In the newsbag yesterday came a striking update on what I can only regard as the cautionary tale of Duffy’s Cut.
“Duffy’s Cut” was a stretch of railroad line in the beautiful, hilly country of Chester County, 30 miles west of Philadelphia, Pa. It got its name from Philip Duffy, an Irish-American labor contractor who hired a crew of Irish immigrants to dig for the Philadelphia and Columbia Railroad.
Researchers have long tried to find the grave of 57 laborers who died there when cholera ravaged the work site in August 1832. As a railroad supervisor put it: “This man [Duffy] has been rather unfortunate … Nearly one half of his men died from Cholera.”

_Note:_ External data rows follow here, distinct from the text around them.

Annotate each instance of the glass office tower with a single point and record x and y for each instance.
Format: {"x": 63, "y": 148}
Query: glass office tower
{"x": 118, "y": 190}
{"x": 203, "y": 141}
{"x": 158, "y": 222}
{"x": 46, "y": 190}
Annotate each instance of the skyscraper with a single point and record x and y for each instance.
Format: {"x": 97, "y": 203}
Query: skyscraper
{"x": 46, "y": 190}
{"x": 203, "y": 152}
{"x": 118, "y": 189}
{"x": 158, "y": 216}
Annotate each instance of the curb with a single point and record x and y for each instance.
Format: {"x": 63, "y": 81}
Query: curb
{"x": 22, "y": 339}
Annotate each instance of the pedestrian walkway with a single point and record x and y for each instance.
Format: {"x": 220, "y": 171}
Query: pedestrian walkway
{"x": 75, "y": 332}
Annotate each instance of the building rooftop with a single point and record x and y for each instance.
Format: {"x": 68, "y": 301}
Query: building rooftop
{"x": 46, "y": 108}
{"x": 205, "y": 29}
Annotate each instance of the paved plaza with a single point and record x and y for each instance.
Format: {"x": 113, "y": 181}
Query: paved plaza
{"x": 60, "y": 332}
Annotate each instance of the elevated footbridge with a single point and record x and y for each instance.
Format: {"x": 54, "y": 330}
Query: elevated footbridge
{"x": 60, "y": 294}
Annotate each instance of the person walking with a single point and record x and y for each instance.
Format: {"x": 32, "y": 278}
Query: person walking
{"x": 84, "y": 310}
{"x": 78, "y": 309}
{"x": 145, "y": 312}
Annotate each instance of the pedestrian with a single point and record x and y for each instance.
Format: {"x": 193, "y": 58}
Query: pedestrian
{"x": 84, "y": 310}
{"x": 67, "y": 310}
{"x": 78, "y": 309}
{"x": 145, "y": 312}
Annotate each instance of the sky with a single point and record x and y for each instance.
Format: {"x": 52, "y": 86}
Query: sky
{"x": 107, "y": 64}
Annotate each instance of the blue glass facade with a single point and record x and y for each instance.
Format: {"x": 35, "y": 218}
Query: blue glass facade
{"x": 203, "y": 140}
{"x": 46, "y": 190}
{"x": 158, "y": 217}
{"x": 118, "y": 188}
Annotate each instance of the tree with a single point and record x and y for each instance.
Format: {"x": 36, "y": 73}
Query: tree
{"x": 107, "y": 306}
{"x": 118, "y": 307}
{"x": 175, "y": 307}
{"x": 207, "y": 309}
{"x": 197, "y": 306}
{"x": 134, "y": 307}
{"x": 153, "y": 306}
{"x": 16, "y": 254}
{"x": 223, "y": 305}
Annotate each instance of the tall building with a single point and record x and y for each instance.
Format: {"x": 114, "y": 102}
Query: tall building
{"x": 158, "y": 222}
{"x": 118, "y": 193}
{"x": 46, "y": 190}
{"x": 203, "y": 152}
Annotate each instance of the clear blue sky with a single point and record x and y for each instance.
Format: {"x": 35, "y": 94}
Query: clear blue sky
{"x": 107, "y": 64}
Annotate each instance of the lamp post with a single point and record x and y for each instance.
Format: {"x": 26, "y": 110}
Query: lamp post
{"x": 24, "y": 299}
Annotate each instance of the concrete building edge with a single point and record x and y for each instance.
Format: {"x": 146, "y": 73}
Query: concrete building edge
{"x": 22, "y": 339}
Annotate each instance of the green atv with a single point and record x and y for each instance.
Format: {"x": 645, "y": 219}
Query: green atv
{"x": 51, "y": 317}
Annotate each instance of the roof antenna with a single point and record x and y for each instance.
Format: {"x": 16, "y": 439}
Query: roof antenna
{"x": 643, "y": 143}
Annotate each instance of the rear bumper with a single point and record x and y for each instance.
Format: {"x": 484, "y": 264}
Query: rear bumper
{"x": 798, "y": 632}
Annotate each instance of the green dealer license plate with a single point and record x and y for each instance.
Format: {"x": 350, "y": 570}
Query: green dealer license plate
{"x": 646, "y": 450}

The quote is from The Ghosts of Duffy’s Cut (2006), written by a team of researchers, including twin brothers William and Frank Watson. Duffy’s Cut has been a longstanding mission for the Watsons. (I got the book from my brother Jim, who lives in the area.)
The book’s meticulous evidence tells a gripping and awful story. Young, strong and dirt-poor, the Irishmen did what newcomers to America always do: the jobs nobody else wants. By all contemporary accounts, the Duffy’s Cut stretch was a particularly nasty job.
Cholera had broken out in Philadelphia the previous month. When it reached the railroad camp in the Chester countryside, hysteria trumped decency. The locals quarantined the sick workers at the site and, basically, left them. Nearly all died and were buried in an unmarked mass grave. Their families were never told what happened. The incident got short shrift in official communications, except as an explanation for construction delays. It lived on only in local memory and, as time passed, local folklore.
In 2009 the Watsons, after years of research and explorations, finally found a shin bone. Their team has now uncovered seven sets of remains — and a disturbing new twist: Four of the skulls show signs of trauma, including a possible bullet hole. As William Watson tells reporter Kathy Matheson, “This was much more than a cholera epidemic.” The Watsons now believe that many of the workers did die of cholera, but others may have been killed by vigilantes — perhaps from a mixture of fear of infection, plus contempt for marginalized, cheap laborers.
I find the story of Duffy’s Cut mesmerizing, in large part because I can’t understand how anybody could hear it and still think it’s OK to ignore the rhetoric of hate and prejudice that pulses through so many media outlets today. It’s repulsive. And it’s hypocritical. It boils down to remembering where you came from, and few of us were welcome when we got here.
Consider, for instance, the Sisters of Charity, the Roman Catholic nuns who were one of the few groups to provide competent, compassionate nursing in that long-ago epidemic, including to the victims at Duffy’s Cut. Glowing reports of their bravery were forgotten in the nativist riots that swept Philadelphia a dozen years later. The sisters’ seminary was burned to the ground, along with a number of Catholic churches and rectories.
So I guess it’s not surprising, what they’ve found at Duffy’s Cut. It’s the sort of thing that can happen when somebody decides that the wrong birthplace, or the wrong religion, can make a human … less than human.